Greg: You said that while running alone, “You have to trust that the benefits for other people lie in you being a better person and thus more considerate or understanding towards them.” You made a very clear argument about how running with other people encourages you to find joy in others’ successes. But how does running make you a better person even if you are not running with others?
Ian: The answer has to be subjective, as I don’t think there can be an objective one that is true for everyone. In fact, there is probably a different answer for every individual. The reason running alone will “make you a better person” is very much a matter of what it is about your character that is negative in the first place. For me, I have an intense self-consciousness, which means I am enormously self-driven and determined but also that I am sometimes neglectful of others’ needs. And it means that I can come across as being self-important and judgemental too, which is distressing to me as well as other people.
So the greatest benefit for me from running alone is humility. There is humility in the process of not checking times, not trying to run against a friend or rival, and not striving for personal goals or announcing them on Strava. This is to be embraced because humility is one of the hardest things to achieve in life (especially in this self-obsessed, selfie-snapping, hero-worshipping, judgemental age).
There is no reason why, as an amateur running alone, moving through 5K of air in an indeterminate time is any better or worse than doing the same thing in under 20 minutes. But is very difficult to adapt from challenging oneself to do a fast 5K to running without ever placing any importance on the performance. To do it regularly without some other payoff (like losing weight, or training for an event) requires someone to set aside their sense of self or their self-importance, and most of us find that difficult. I think of it as a matter of dissolving myself in the mass of humanity and becoming anonymous. And if I can become more humble by doing so, or even trying to do so, perhaps I can become “a better person” in terms of being more attentive to others’ concerns, needs, worries and priorities.
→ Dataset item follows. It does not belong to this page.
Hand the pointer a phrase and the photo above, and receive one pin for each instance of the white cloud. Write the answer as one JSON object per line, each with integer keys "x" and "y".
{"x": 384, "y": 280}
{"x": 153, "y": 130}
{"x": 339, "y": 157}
One of the most inspiring things I have ever read was Jean Genet’s last book, What Remained of a Rembrandt in which he describes an apocalyptic vision in a railway carriage and realises the truth of every man and woman being worth exactly the same as any other. For him, that meant character annihilation and the loss of everything that he cherished— “everything that stems from seduction” as he put it. I feel the same way. I fear it, that self-destroying anonymity of true equality. But when I run alone I know it is true: I am not worth any more or less than anyone else. I lose myself in simply being a human being—and am freer than I could ever be in any other environment.